Showing posts with label corporate. Show all posts
Showing posts with label corporate. Show all posts

Friday, February 16, 2007

More Corporate Miscreants

Most Americans believe in capitalism because they know it offers the most opportunity and individual freedom. That, not class anger, is why regular folks hate corporate leaders who lie, cheat and steal.

I'm no different. But what really drives me nuts is the arrogance and stupidity of the corpo-thieves, something I noted in an earlier post.

Now, I come across the story of Gary Min who pleaded guilty to stealing an estimated $400 million in DuPont technology. There's no evidence that Min tried to transfer the information to anyone, but he faces up to 10 years in prison and a fine of $250,000. In contrast, pioneer corporate thief Michael Miliken emerged from two years in prison with $500 million in the bank. That's the dumb part.

Then there's the arrogance factor. According to The Wall Street Journal, prosecutors are considering filing criminal charges against former Broadcom CFO William Ruehle (photo above) who emailed a colleague:

"I VERY strongly recommend that these options be priced as of December 24."

As the newspaper noted: "Broadcom's share price rose 23% between the two dates. The pretense that the options had been granted on the earlier date made them extra valuable."

If nothing else, Ruehle should be convicted of being too lazy to pick up the phone.

Monday, November 27, 2006

Stupidity Is No Defense

The Wall Street Journal today chronicles the resignations of two more corporate executives who guaranteed themselves big profits by backdating options grants. This time it was Mark King, CEO of Affiliated Computer Services Inc., and Warren Edwards, the company's CFO.

Edwards lawyer says, "He engaged in no intentional misconduct and acted in good faith at all times in connection with the company's longstanding and historic options granting practices." King’s lawyer says, "He acted at all times in good faith and did not engage in any intentional misconduct."

These lads were running a $5.4 billion corporation. Now they declare they were too dumb or too naïve to understand that backdating option grants is illegal unless fully and promptly disclosed to shareholders.

Friday, September 29, 2006

The HP (Wrong) Way


Hewlett-Packard’s image as the Goody Two-shoes of corporate American is in ruins and the company is better for it.

A couple of generations of PR and marketing savants convinced investors, the news media and company employees that Bill and Dave’s management style and ethics, forged when the company was housed in a garage, remained the foundation of the company as it morphed into an $86-billion global behemoth.

The spin rate increased as the scandal developed.

Every time CEO Mark Hurd, former Chairman Patricia Dunn and other directors, executives and their hangers-on opened their mouths about the leak probe, they declared that stealing phone numbers, bugging reporters’ computers, and tailing people violated the lofty standards informing the legendary “HP Way.”

Next came denials they ordered or were aware of the nasty things done on their behalf (the Fifth Amendment of the powerful).
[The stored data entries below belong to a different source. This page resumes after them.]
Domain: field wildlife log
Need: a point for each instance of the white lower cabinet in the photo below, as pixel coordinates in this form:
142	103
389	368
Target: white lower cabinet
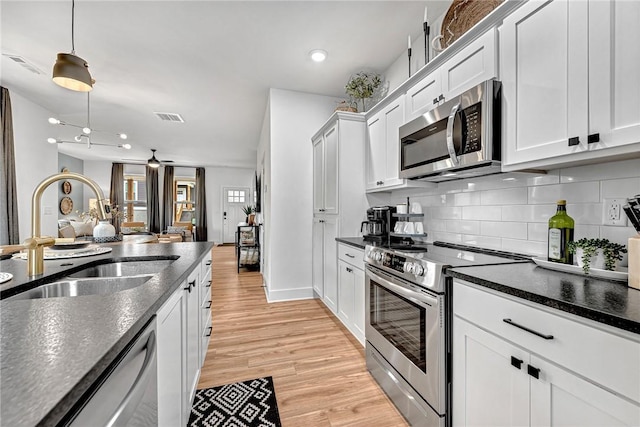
182	345
513	377
351	290
171	327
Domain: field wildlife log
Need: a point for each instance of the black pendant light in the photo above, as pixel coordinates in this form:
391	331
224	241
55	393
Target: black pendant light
153	162
71	71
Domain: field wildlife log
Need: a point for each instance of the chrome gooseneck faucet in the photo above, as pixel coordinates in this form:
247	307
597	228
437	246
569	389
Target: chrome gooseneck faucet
36	243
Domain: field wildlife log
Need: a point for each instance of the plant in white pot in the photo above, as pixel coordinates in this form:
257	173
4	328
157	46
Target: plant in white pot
597	253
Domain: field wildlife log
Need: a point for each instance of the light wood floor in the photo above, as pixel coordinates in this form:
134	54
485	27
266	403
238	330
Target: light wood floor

Then they accepted ultimate responsibility using hackneyed phrases about ship captains and dollar bills. Finally, they sniffled, “I let the company down.”

Such formulaic and cynical responses demonstrated that the “HP Way” – whatever that was -- left the building long ago.

Now, Dunn says she was dismayed anyone connected with HP would employ allegedly illegal techniques. To date, she’s offered no evidence that she or anyone else referenced ethics and standards before or during the snooping. She fought like a tiger to remain on the board, probably because an unprompted resignation might indicate greater responsibility than she wanted to admit.

Hurd fumbled his response from the beginning. At first he said he was only vaguely aware of the investigation. Then he said he knew a little more than he let on initially but never read the report on the mess. That means he wants us to believe that as the CEO of an $86-billion global corporation he didn’t care much about the details of a probe into market-moving leaks from the boardroom. It's sort of a Ken Lay-lite defense.

The company’s top lawyer resigned and is invoking the Fifth. The company lawyer directly responsible for ethics resigned as has the person who supervised the investigations. HP’s chief outside counsel is hiding behind a PR blitz to position him as the eminence grise of Silicon Valley.

Somebody once or currently connected with HP likely will end up with a felony record. The legal sharks are hungry. All the senior managers and the directors are personally and properly embarrassed.

So what is good about this?

HP's true nature -- no better or worse than any other large organization -- has been revealed. No longer will it have an extra half-ounce of credibility on its side of the scales when problems or questions arise because that weight resulted from an image rather than substance. In short, it will have to work damn hard for a long time to earn the trust of its customers, employees and shareholders.

Which is what Dave and Bill did in the beginning.